Airport time change, events, food quest, rail chaos, family celebration, musical, Bananarama.

Week commencing Monday, 1 April 2024

Bananarama on stage at The Palladium
Bananarama at The Palladium

Quantified Self

  • This week: Stand 6/7; Exercise 3/7 and Move 3/7. (57%). Total steps: 64,405

Life

  • Last week’s notes were written in a departure lounge. This week’s in my lounge. Mine does not operate a one-out, one-in policy.
  • Never arrive at an airport at the precise moment the clocks go forward. The loss of an hour on the way home was unnerving.
  • I was a day out of sequence. Last Sunday was Esther’s birthday lunch and a Beatles night at The Crazy Coqs.
  • The quest for a ‘hot cross Bunettone’ (Panettone meets a hot cross bun in a spiced Italian cake) took us to Wimbledon. We are still looking for one.
  • There was nothing but rail chaos on Tuesday at Euston. We ended up taking the longer route from Marylebone, but it wasn’t much fun arriving over two hours late. The return train on Thursday was swift and efficient.
  • Mum and Dad’s Diamond Wedding lunch was great, and I made a short speech that got laughs in the right places. I’m glad I prepared something; nobody was expecting it. The card from the King and Queen had pride of place. I’m so happy that it worked out.
  • Related, I didn’t need the loaded fries in the bar in the evening. They were delicious.
  • Back at work on Friday. I don’t think people realised I’d be back before Monday. It gave me some time to go through everything that happened while we were away. The project I’m working on deployed our software, and everything ran smoothly.
  • Frank has a collection of dresses from divas across the years—think Judy, Dusty, Julie, and Agnetha (with a dash of Ethel Merman and Karen Carpenter thrown in)—which he is forced to give to a museum so that he can marry Alan. That’s the plot of Frank’s Closet, a musical we saw on Friday night. It was fun.
  • Saturday at The Palladium: Bananarama. The show ran continually for the allotted time, so Karen and Sarah did not chat. That’s sad, as they can be funny, and some stories from their 40 years in the business would have been interesting.
  • Related, there’s never enough time for all the hits, but the show was built around their greatest hits album, and I am not sure why they skipped some big numbers to play covers that are not part of their catalogue: Atomic, Lost in Music, and You Spin Me Round.
  • For the second week running, we went to The Crazy Coqs presents. Tonight, the songs of Disney and Pixar were performed. Eleanor Hudson also performed a medley of the big tunes from Frozen dressed as Elsa. I don’t think I have seen a costume at one of these nights previously.

Media

  • All of Us Strangers: It takes some time to work out the timeline of the characters and that they are being presented at different points along that line.

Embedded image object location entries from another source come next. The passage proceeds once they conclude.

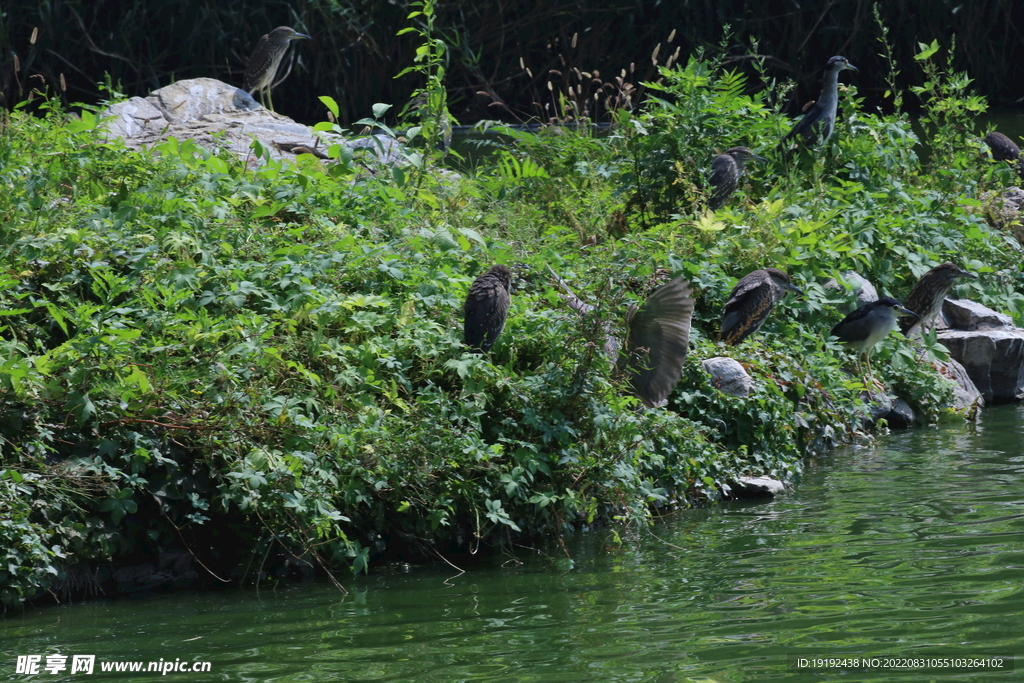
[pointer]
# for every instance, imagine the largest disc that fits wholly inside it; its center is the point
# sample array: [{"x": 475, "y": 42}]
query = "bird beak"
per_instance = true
[{"x": 903, "y": 312}]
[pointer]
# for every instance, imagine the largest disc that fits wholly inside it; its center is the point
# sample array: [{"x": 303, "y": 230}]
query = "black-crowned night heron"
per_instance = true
[
  {"x": 816, "y": 126},
  {"x": 486, "y": 307},
  {"x": 751, "y": 301},
  {"x": 865, "y": 327},
  {"x": 927, "y": 296},
  {"x": 1003, "y": 147},
  {"x": 1006, "y": 150},
  {"x": 656, "y": 342},
  {"x": 262, "y": 68},
  {"x": 725, "y": 172}
]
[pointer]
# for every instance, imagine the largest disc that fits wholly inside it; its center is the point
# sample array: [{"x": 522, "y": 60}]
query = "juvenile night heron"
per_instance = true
[
  {"x": 927, "y": 296},
  {"x": 865, "y": 327},
  {"x": 262, "y": 68},
  {"x": 751, "y": 301},
  {"x": 816, "y": 126},
  {"x": 656, "y": 342},
  {"x": 486, "y": 307},
  {"x": 725, "y": 173}
]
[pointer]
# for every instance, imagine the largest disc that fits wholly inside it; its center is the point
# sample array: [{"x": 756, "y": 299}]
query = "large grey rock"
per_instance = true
[
  {"x": 967, "y": 314},
  {"x": 218, "y": 116},
  {"x": 993, "y": 358},
  {"x": 966, "y": 393},
  {"x": 858, "y": 286},
  {"x": 728, "y": 376}
]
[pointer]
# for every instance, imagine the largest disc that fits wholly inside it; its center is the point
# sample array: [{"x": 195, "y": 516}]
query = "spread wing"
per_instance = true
[{"x": 657, "y": 342}]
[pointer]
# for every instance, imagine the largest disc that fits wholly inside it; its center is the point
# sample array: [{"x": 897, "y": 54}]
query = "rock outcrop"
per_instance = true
[{"x": 218, "y": 116}]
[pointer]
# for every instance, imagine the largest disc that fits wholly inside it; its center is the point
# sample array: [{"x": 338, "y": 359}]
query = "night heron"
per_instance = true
[
  {"x": 725, "y": 172},
  {"x": 486, "y": 307},
  {"x": 262, "y": 68},
  {"x": 865, "y": 327},
  {"x": 751, "y": 301},
  {"x": 1006, "y": 150},
  {"x": 816, "y": 126},
  {"x": 1003, "y": 147},
  {"x": 927, "y": 296},
  {"x": 656, "y": 342}
]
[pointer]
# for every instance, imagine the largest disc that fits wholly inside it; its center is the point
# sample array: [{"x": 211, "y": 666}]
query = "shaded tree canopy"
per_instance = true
[{"x": 146, "y": 44}]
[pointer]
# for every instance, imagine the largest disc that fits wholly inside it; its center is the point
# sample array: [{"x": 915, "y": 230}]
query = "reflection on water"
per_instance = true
[{"x": 910, "y": 548}]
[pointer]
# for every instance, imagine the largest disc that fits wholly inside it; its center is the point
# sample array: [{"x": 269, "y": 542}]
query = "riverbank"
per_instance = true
[{"x": 262, "y": 368}]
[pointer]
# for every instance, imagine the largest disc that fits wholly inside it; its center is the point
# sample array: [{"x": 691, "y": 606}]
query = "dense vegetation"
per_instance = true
[
  {"x": 146, "y": 44},
  {"x": 248, "y": 365}
]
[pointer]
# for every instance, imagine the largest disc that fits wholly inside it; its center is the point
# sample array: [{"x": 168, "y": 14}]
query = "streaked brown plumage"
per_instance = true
[
  {"x": 725, "y": 173},
  {"x": 927, "y": 296},
  {"x": 656, "y": 342},
  {"x": 751, "y": 301},
  {"x": 486, "y": 307},
  {"x": 262, "y": 67}
]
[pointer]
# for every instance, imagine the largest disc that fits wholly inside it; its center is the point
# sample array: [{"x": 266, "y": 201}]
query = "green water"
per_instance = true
[{"x": 912, "y": 547}]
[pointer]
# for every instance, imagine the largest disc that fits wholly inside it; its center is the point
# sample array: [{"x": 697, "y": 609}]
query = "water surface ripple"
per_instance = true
[{"x": 913, "y": 547}]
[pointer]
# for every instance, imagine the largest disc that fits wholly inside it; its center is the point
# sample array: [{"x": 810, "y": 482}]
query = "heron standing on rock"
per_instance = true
[
  {"x": 751, "y": 301},
  {"x": 865, "y": 327},
  {"x": 262, "y": 68}
]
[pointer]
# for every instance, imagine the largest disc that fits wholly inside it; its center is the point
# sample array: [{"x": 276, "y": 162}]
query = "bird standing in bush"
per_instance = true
[
  {"x": 725, "y": 173},
  {"x": 751, "y": 301},
  {"x": 865, "y": 327},
  {"x": 927, "y": 296},
  {"x": 816, "y": 126},
  {"x": 657, "y": 336},
  {"x": 262, "y": 68},
  {"x": 486, "y": 307}
]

And I am still trying to figure out what to make of the ending. I’ve been thinking about it since Thursday.
  • Radio Geek Out with three episodes of Crunch and roll: Dirk Anthony, Dave Kelly and Ben Jones. All wonderful but Ben’s story about leaving Absolute Radio and the subsequent dark times is really interesting to hear. People on the radio are not always upbeat.